Recent appearance-based gaze estimation is performed under outdoor conditions by using an annotated large-scale real image training dataset. However, annotating training data sets requires a lot of manual labor. To solve this problem, a training model on a synthetic image is preferred because the annotations are automatically available. But this solution has a drawback, the distribution between the real image and the synthetic image is quite different. Traditionally, the solution is to use unmarked actual data to improve the authenticity of the synthetic image from the simulator, such as SimGANs, these methods only learn the global features without considering local features. In the gaze estimation task, after realization with simGANs, the shape of the pupil or the edge of the pupil might by changed , the gaze estimation error will be increased due to the wrong pupil center location. Thus, these methods cannot be applied to outdoor (field) scenes due to its weak training time and adaptability to different situations in the field. In a different manner, we try to purify real image by extracting discriminative and robust features to convert outdoor real images to indoor synthetic images. Synthetic images is more regular and easy to learn, meanwhile, the annotations are automatically available.

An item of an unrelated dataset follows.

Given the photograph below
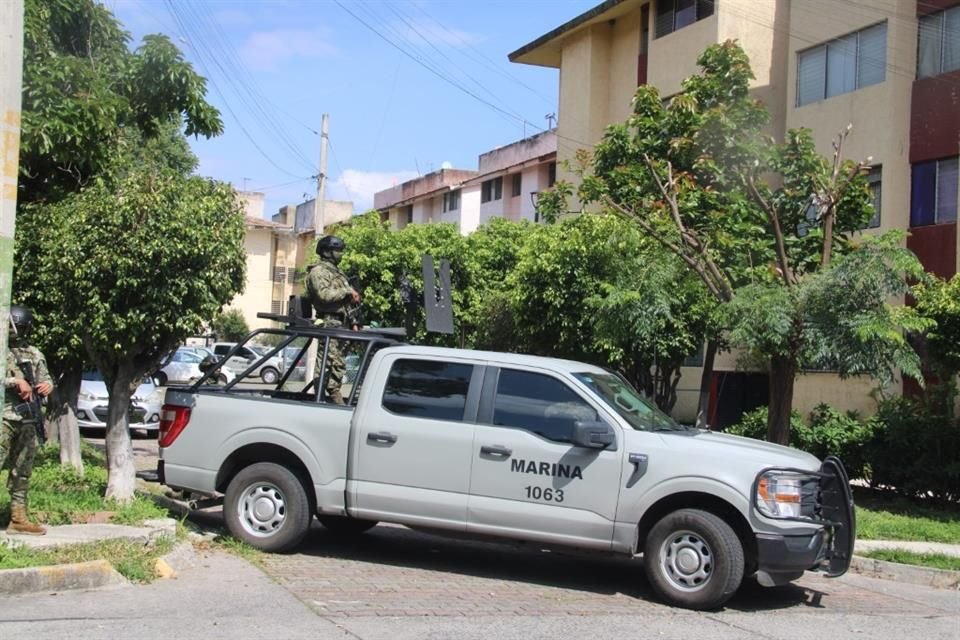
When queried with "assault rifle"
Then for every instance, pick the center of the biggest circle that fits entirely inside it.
(32, 410)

To avoid changing the shape of the pupil or the edge of the pupil, we propose an mask-guided style transfer network to learn both local and global features. The way to handle local features is to obtain the attention region (pupil or iris) by segmentation. Fortunately, with the rapid development of deep learning[2, 3] based image segmentation methods including FCN,SegNet,U-net,Mask R-CNN
, we can obtain much better mask. To learn the style and content information from synthetic images, we first introduce the segmentation masks to construct RGB-mask pairs as inputs, then we design a mask-guided style transfer network to learn style features separately from the attention and bgkd(background) region , learn content features from full and attention region. For feature extraction, our work is most directly related to the work initiated by Gates et al.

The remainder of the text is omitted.